"Recent decades have vividly shown that traditional definitions of research excellence and training do not automatically resolve the complex problems facing the future of society and the planet. This situation has been called a ‘crisis of research effectiveness’, considering the lack of progress on a number of critical issues, such as climate change, biodiversity loss and environmental degradation, over the past two decades.

This ‘crisis’ highlights the need for transdisciplinarity as a new frontier for research communities. Transdisciplinarity ‘starts with tangible, real world problems’ in a joint endeavour through which ‘solutions are devised in collaboration with multiple stakeholders’.

Transdisciplinarity will require a fundamental institutional and cultural reorientation at research universities... both institutional innovations and structural optimisations will be critical in achieving these goals, while at the same time it is necessary to preserve the traditional strengths of disciplinary excellence and scientific rigour."

-  Bernard Slippers, Coleen Vogel and Lorenzo Fioramonti, Global trends and opportunities for development of African research universities, SA Journal of Science, 2015:111

There are a multitude of complex challenges that face the world and Africa.
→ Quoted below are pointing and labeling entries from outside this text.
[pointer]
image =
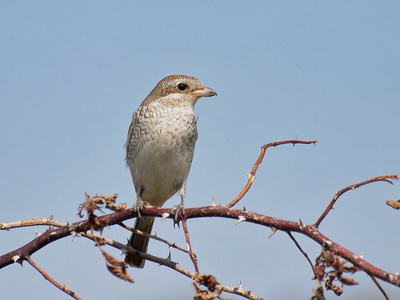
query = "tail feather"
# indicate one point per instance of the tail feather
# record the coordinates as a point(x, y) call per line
point(139, 242)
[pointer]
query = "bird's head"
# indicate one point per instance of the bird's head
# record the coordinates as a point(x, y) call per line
point(179, 90)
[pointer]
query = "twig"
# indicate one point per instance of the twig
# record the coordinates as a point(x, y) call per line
point(168, 263)
point(154, 237)
point(379, 287)
point(385, 178)
point(32, 222)
point(189, 245)
point(257, 164)
point(302, 252)
point(51, 280)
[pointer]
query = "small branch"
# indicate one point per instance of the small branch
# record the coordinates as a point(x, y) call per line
point(257, 164)
point(302, 252)
point(385, 178)
point(379, 287)
point(51, 280)
point(167, 263)
point(154, 237)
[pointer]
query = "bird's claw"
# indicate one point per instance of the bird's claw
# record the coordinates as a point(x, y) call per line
point(138, 206)
point(179, 211)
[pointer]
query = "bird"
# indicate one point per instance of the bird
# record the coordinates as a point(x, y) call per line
point(159, 149)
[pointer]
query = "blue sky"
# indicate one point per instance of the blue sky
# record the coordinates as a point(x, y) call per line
point(72, 73)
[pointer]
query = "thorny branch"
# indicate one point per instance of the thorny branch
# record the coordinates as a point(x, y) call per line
point(252, 174)
point(352, 187)
point(330, 265)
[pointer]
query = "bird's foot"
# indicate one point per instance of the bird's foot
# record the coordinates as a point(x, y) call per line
point(179, 211)
point(138, 206)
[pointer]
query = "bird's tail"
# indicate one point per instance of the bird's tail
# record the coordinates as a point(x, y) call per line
point(139, 242)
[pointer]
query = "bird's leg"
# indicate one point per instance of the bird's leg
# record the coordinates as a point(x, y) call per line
point(180, 207)
point(138, 204)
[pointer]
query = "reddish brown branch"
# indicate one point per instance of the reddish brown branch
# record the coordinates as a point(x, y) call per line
point(385, 178)
point(51, 280)
point(189, 246)
point(257, 164)
point(209, 211)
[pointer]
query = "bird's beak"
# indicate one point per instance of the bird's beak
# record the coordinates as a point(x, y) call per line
point(205, 92)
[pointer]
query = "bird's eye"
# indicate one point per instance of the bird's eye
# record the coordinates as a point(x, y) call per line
point(182, 86)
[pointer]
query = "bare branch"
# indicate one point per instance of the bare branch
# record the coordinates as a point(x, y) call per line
point(32, 222)
point(51, 280)
point(252, 175)
point(384, 178)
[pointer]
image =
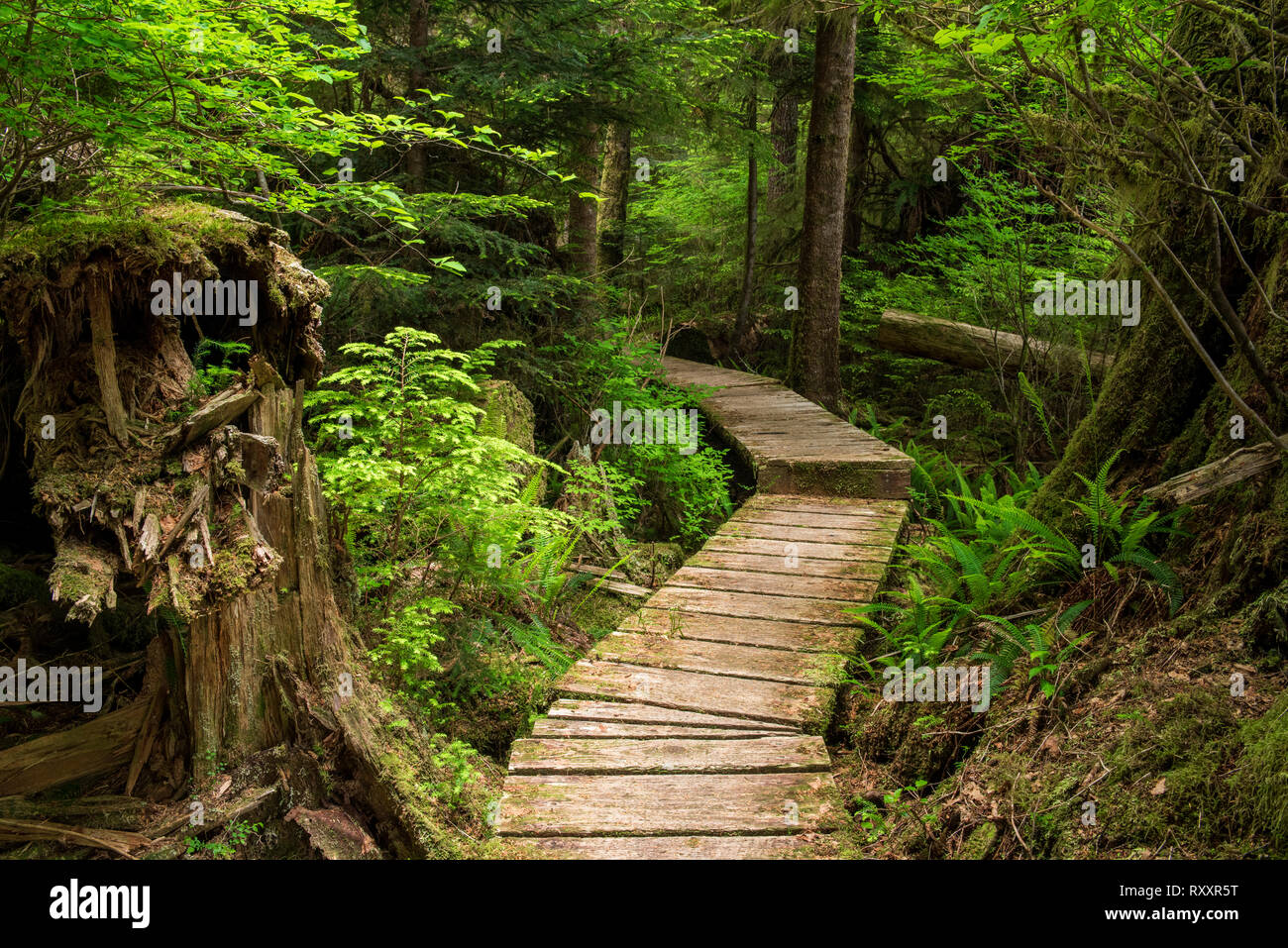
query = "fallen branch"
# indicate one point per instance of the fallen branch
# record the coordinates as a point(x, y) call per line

They include diverse issues such as climate change, food security, biodiversity loss and water resource management. Due to their complex nature, the traditional singular, linear approaches to science are no longer appropriate.
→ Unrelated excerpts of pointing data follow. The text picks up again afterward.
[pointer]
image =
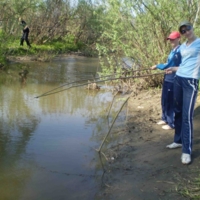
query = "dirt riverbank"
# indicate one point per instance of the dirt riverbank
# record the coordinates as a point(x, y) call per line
point(142, 168)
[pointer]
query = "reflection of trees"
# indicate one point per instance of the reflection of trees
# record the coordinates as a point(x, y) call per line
point(17, 123)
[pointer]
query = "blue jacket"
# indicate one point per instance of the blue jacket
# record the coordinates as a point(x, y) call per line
point(174, 59)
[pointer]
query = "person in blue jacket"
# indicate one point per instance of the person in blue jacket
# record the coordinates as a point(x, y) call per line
point(25, 34)
point(174, 59)
point(185, 91)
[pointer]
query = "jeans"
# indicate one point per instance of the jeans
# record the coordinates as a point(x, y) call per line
point(167, 99)
point(185, 94)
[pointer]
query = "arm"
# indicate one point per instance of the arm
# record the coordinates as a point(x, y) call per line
point(170, 70)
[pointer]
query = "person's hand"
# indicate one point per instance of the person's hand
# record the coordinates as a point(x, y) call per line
point(153, 67)
point(168, 70)
point(171, 70)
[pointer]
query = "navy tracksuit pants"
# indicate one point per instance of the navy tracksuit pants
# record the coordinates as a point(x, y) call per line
point(185, 94)
point(167, 100)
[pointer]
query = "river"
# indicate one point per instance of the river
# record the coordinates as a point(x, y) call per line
point(47, 144)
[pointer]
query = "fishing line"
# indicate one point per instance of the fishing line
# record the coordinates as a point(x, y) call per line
point(49, 92)
point(78, 85)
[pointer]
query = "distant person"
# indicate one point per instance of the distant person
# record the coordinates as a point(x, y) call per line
point(174, 59)
point(25, 34)
point(185, 91)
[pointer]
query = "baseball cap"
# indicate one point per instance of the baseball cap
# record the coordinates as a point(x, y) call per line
point(174, 35)
point(184, 23)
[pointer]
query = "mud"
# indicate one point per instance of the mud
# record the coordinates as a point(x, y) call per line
point(141, 167)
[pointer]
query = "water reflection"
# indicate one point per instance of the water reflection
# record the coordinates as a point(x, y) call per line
point(47, 145)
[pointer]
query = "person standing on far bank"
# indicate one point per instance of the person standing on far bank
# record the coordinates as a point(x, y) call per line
point(185, 91)
point(174, 59)
point(25, 34)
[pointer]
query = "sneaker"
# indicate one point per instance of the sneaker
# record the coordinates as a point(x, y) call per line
point(186, 158)
point(174, 145)
point(167, 127)
point(161, 122)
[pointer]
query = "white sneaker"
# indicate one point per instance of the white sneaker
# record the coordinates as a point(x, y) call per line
point(174, 145)
point(186, 158)
point(161, 122)
point(167, 127)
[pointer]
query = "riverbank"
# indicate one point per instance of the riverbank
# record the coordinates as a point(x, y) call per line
point(141, 167)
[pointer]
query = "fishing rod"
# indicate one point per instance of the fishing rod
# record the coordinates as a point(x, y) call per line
point(78, 85)
point(49, 92)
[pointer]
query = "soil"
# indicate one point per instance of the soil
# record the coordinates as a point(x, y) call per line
point(141, 167)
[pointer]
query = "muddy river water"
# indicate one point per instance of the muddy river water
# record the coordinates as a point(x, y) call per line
point(47, 144)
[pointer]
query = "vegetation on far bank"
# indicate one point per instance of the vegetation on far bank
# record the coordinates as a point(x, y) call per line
point(109, 29)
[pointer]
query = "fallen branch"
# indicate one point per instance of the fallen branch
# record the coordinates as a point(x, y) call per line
point(112, 125)
point(78, 85)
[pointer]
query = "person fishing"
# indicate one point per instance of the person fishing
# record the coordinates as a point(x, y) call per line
point(174, 59)
point(25, 34)
point(186, 84)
There is still a shortage of spaces that encourage and enable collaboration of scientists from different disciplines. Future Africa addresses this need by positioning itself as hub for African and global research networks.

To address these problems, a transdisciplinary approach is required which integrates perspectives across disciplines, scales and sectors. Although the need for transdisciplinary research is being recognised globally, there is still a shortage of spaces that encourage and enable collaboration of scientists from different disciplines.

We believe that Future Africa addresses this need by positioning itself as a hub for African and global research networks. At the University of Pretoria, we are convinced that the initiative will contribute to Africa’s critical shortage of skills and accelerate progress in science, technology and innovation. Just as complex problems cannot be resolved through linear thinking, the gap in skills development requires a generation equipped and ready to accelerate the scientific capacity development on the continent.

Future Africa will host a community of fellows and will attract local, African and international scholars, representing a range of disciplines. It will also be home to a number of postgraduate students as well as postdoctoral and research fellows. Through the development of a culture of transdisciplinary engagement and creative project design, Future Africa will develop novel ideas and build scientific capacity around them. It will also help to shape a new generation of researchers and academics through mentorship and science leadership development programmes.

In providing a platform to promote the very best research and innovation, we believe that Future Africa will assist Africa to leap its current development trajectory in the technology and science sectors and nurture a new generation of world-class scholars on the continent.